Un rapporto dell’Aifa denuncia la crescita della patologia in Italia e soprattutto lo scarso utilizzo delle terapie: due malati su tre non si curano. ?Perché troppo spesso chi ne soffre ne ha ancora vergogna
La depressione, diceva Indro Montanelli, è una malattia democratica: può colpire tutti. Non fa nessuna distinzione: né geografica, né sociale, né d’età. Quello che potremmo aggiungere oggi è che non solo la depressione colpisce tutti, ma ne colpisce tanti. Troppi.
Le stime dell’
Organizzazione mondiale della sanità parlano di 350 milioni di persone nel mondo. Una trentina di milioni in Europa. In Italia i numeri non sono chiari: ne soffre circa il 7 per cento della popolazione, ma alcune stime arrivano anche oltre il 12per cento. Quindi, calcolatrice alla mano, almeno 4 milioni di italiani soffrono di depressione. Eppure, la maggior parte non chiede aiuto.
L’ultimo rapporto dell’Agenzia italiana del Farmaco (
Aifa) sull’utilizzo dei farmaci mostra infatti che, sebbene l’uso degli antidepressivi sia aumentato nel corso degli anni, solo un terzo delle persone affette da depressione assume farmaci.
E di questi solo il 31 per cento li assume in maniera appropriata (dati Rapporto OsMed 2014). Colpa, ancora, dello stigma che la malattia si porta dietro, spiega Claudio Mencacci, presidente della Società Italiana di Psichiatria: «Malgrado sia una malattia sempre più diffusa è ancora forte il senso di vergogna che l’accompagna. Chi ne soffre stenta a riconoscere di avere un problema serio e a recarsi dal medico, tanto che sappiamo che tra la comparsa dei primi sintomi e la diagnosi passano in media due anni».

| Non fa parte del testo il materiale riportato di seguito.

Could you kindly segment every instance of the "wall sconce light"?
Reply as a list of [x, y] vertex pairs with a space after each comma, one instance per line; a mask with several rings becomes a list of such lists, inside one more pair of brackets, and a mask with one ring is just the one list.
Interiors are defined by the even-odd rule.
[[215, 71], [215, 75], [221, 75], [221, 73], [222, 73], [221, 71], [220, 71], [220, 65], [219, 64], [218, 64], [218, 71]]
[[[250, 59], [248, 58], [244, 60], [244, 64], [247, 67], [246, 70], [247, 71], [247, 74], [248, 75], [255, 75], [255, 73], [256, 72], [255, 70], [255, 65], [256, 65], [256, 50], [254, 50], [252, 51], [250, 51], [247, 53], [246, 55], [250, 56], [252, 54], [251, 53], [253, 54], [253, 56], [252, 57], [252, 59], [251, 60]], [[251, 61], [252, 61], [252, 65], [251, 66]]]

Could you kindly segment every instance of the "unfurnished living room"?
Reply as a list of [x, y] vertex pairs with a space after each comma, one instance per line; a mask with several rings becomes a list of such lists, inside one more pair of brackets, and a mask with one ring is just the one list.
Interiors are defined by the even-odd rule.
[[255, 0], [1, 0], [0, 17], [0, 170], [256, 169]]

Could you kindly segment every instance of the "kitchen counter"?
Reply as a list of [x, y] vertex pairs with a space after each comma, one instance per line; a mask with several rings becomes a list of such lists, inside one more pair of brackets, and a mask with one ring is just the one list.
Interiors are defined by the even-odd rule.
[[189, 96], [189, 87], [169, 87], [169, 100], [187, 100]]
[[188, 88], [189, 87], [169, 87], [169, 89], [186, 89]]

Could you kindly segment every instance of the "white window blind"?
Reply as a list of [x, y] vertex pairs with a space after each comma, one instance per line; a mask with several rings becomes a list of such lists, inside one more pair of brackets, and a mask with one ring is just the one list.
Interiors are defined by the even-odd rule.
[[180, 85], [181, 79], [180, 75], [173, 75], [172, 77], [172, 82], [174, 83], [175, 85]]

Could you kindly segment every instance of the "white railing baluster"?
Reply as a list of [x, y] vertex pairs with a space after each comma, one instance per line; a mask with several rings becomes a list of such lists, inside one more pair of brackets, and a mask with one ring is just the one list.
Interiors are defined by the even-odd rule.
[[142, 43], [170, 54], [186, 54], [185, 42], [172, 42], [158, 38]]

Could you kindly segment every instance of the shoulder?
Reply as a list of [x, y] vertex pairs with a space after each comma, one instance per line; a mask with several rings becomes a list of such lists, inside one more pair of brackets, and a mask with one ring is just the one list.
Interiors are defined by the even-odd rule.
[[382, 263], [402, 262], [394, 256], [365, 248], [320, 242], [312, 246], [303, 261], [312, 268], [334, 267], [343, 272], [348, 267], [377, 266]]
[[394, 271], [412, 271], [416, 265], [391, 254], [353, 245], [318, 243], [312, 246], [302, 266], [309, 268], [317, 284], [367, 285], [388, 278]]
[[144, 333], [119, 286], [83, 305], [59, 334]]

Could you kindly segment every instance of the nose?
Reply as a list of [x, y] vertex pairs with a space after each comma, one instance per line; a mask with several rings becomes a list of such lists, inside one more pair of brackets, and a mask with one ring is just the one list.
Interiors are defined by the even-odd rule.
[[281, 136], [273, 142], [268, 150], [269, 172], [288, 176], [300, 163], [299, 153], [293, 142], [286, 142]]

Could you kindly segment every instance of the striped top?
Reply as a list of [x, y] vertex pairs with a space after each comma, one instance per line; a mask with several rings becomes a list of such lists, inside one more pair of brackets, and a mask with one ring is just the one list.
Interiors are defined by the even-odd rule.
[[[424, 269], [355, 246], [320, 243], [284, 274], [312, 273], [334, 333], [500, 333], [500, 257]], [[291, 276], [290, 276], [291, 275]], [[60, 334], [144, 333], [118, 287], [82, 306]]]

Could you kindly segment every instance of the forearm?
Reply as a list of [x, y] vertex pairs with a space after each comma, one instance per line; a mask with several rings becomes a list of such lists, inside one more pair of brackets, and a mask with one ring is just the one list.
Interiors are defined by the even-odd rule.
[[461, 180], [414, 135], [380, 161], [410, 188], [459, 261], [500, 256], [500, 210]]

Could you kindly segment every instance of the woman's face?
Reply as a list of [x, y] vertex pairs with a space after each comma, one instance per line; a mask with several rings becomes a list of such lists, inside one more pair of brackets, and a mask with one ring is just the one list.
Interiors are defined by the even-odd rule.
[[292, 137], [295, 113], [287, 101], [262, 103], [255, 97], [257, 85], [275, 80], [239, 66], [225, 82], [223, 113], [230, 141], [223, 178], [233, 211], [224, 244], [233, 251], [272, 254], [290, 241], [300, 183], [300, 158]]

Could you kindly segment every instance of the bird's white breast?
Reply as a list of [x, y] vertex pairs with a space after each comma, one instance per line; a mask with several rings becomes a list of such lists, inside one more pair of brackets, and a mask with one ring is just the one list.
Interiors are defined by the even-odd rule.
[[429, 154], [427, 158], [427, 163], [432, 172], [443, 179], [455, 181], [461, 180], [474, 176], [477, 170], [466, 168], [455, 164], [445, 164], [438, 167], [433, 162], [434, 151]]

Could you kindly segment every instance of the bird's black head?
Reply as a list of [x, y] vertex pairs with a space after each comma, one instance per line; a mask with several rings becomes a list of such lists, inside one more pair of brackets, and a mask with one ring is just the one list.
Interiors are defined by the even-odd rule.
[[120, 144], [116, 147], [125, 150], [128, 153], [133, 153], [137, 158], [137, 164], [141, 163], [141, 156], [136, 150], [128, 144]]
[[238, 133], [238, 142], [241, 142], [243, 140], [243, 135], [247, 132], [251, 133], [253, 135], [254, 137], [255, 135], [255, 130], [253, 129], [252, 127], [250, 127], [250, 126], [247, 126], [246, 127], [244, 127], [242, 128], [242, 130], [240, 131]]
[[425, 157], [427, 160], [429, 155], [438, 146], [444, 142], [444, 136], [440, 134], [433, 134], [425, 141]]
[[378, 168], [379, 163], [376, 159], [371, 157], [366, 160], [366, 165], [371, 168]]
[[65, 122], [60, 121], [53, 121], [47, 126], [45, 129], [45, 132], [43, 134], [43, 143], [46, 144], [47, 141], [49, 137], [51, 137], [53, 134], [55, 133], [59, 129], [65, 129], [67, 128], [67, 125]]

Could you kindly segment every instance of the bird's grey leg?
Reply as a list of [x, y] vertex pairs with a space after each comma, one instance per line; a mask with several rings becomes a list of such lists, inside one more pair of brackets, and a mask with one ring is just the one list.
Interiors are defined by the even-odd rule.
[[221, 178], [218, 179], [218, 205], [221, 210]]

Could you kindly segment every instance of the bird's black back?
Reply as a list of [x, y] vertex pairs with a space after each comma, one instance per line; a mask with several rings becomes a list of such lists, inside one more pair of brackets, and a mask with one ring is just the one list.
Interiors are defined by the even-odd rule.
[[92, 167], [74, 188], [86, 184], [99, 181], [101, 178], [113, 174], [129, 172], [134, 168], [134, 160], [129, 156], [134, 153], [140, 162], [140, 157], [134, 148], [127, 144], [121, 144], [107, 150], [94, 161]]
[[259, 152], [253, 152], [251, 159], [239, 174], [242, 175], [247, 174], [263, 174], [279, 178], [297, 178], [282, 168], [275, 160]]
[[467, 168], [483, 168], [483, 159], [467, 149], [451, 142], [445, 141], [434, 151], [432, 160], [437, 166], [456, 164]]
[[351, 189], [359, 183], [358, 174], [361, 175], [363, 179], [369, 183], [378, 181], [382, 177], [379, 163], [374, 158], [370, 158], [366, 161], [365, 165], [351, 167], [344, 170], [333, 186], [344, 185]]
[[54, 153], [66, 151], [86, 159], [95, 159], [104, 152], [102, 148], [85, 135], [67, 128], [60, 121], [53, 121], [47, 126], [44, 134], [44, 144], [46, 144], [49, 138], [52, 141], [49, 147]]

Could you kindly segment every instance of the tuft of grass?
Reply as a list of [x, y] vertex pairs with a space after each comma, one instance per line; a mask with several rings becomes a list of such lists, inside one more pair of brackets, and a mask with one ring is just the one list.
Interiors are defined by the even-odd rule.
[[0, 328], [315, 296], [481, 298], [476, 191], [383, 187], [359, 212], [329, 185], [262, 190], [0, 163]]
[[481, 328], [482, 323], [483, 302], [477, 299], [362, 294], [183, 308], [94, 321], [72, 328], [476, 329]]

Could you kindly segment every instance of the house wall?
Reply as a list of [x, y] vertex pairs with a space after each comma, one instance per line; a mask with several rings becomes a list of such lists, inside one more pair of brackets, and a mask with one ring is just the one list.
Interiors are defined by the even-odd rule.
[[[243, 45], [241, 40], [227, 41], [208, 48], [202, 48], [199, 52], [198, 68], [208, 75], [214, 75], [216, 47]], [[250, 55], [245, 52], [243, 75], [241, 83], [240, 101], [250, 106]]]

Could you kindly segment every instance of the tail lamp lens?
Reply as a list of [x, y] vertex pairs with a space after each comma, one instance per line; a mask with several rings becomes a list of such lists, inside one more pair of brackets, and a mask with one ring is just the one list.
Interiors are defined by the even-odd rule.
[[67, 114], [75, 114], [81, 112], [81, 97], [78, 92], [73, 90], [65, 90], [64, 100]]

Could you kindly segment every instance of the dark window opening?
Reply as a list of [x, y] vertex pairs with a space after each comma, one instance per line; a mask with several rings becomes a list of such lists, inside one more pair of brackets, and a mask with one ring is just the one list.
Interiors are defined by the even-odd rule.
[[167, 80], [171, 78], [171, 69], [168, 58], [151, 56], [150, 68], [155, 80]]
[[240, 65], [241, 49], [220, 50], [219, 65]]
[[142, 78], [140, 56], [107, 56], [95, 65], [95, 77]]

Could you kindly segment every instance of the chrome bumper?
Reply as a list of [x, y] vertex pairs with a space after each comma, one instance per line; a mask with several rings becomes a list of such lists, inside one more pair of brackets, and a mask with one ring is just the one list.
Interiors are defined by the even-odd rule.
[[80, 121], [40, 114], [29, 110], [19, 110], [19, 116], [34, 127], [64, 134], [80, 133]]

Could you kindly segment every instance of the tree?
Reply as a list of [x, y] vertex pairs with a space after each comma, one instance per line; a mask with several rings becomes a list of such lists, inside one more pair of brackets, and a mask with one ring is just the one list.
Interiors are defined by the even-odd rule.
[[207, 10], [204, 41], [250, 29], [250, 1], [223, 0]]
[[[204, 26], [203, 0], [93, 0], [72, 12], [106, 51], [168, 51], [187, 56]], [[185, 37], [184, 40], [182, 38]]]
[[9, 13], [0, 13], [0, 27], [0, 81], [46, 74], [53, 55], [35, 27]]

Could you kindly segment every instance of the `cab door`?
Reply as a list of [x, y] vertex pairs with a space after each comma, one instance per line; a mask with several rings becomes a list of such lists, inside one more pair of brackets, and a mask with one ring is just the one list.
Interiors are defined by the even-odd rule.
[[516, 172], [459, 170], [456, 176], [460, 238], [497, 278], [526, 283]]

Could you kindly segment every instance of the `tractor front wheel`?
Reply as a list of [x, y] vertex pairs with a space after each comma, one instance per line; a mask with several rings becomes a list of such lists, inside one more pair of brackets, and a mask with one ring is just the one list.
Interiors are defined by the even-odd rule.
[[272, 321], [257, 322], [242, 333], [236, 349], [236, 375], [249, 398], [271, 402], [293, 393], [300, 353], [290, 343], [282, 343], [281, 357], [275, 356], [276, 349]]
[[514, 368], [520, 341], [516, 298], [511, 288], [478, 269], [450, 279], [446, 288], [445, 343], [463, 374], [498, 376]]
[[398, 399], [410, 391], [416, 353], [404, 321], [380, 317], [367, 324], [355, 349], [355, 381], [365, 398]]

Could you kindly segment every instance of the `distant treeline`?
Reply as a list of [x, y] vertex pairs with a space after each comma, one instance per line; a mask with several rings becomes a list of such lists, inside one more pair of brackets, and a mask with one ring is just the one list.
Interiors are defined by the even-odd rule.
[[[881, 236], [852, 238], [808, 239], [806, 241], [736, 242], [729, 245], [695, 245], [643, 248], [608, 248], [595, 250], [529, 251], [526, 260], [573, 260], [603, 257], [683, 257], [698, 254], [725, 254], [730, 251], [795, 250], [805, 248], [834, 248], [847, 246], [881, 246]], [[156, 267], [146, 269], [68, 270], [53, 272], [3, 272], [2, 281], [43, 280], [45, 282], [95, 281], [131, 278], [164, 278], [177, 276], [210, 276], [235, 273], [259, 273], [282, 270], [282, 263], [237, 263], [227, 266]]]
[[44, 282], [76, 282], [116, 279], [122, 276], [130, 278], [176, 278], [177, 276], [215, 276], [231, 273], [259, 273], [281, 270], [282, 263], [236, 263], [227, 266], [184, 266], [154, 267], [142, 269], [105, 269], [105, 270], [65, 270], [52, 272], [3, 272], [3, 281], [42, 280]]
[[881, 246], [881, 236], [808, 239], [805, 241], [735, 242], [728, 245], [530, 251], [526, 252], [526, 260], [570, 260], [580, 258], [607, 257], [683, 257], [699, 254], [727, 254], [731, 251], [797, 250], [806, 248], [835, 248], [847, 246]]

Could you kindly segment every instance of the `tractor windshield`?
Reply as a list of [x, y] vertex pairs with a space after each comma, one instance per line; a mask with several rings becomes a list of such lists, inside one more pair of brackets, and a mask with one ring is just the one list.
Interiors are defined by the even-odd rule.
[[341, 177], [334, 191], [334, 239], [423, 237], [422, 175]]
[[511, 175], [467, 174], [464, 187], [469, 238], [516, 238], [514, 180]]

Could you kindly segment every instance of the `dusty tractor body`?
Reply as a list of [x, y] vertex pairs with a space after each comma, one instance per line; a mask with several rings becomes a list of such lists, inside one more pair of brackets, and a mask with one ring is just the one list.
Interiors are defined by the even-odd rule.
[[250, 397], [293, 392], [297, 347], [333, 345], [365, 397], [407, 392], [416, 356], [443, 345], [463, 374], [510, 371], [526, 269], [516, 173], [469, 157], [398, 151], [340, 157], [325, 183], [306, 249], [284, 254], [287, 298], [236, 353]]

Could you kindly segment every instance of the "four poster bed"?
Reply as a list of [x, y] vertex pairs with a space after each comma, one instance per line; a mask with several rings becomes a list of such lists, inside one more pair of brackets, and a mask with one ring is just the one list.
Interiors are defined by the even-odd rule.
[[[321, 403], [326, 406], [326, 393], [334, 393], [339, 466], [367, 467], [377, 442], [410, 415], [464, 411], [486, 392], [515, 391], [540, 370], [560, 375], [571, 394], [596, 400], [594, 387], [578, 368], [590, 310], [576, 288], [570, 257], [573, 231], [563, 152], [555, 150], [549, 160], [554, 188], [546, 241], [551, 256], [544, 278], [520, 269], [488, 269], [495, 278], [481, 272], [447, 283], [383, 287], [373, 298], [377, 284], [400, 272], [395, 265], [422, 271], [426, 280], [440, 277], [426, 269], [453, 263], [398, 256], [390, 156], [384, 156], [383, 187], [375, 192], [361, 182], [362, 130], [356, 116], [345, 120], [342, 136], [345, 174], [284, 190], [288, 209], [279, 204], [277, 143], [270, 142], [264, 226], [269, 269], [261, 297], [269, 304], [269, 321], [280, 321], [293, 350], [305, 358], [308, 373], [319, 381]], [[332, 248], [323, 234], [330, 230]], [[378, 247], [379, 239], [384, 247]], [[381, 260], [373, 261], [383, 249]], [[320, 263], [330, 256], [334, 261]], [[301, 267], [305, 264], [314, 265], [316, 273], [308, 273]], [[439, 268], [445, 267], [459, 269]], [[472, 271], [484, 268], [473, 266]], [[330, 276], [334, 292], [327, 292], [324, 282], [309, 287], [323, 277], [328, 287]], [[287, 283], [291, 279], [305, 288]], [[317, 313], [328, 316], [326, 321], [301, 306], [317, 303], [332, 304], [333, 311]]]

Ma anche quando arriva la diagnosi c’è una sorta di rifiuto nell’assumere i farmaci: si rigetta l’idea di aver bisogno di medicinali, per guarire da questa che per molti non viene vista “solo” come una forma severa di tristezza. E così la depressione rimane sconosciuta e non trattata. Quando invece sappiamo che prima si interviene meglio è. Perché la depressione si può curare: «Se si interviene già dopo il primo episodio - non solo con i farmaci ma anche con la psicoterapia - il tempo medio di trattamento va dai 9 ai 12 mesi», spiega lo psichiatra.
Se però
si aspetta il secondo o il terzo episodio depressivo grave i tempi di trattamento si impennano: dai tre ai cinque anni. «Questo perché nel frattempo la malattia ha continuato a far danno, ad aumentare la vulnerabilità della persona fino a cronicizzarsi». La tempestività è fondamentale anche perché a rischio non è solo la salute mentale del paziente. Spesso infatti la depressione si accompagna ad altre malattie, quali cancro, diabete e malattie cardiache. «Tutto questo fa della depressione, in assoluto, la malattia con il maggior numero di anni persi per disabilità», spiega Mencacci.
Proprio per questo uno degli obiettivi principi del 2016 della Società Italiana di Psichiatria è la campagna informativa contro la depressione. Ma non solo: «Con l’appoggio delle istituzioni, quest’anno abbiamo intenzione di realizzare un’indagine conoscitiva sulla depressione per raccogliere dati a livello epidemiologico, ma soprattutto vogliamo lavorare con i medici di medicina generale per elaborare delle raccomandazioni su come individuarla per tempo e su come trattarla per tutto il tempo necessario», spiega lo psichiatra.
Facendo pressione anche per velocizzare l’arrivo di nuovi farmaci: «Come la vortioxetina, un antidepressivo multimodale approvato a livello europeo che presto dovrebbe arrivare anche in Italia. Perché nella lotta alla depressione non possiamo fermarci ai successi: vogliamo il meglio di quello che di migliorativo e innovativo si possa proporre», conclude Mencacci.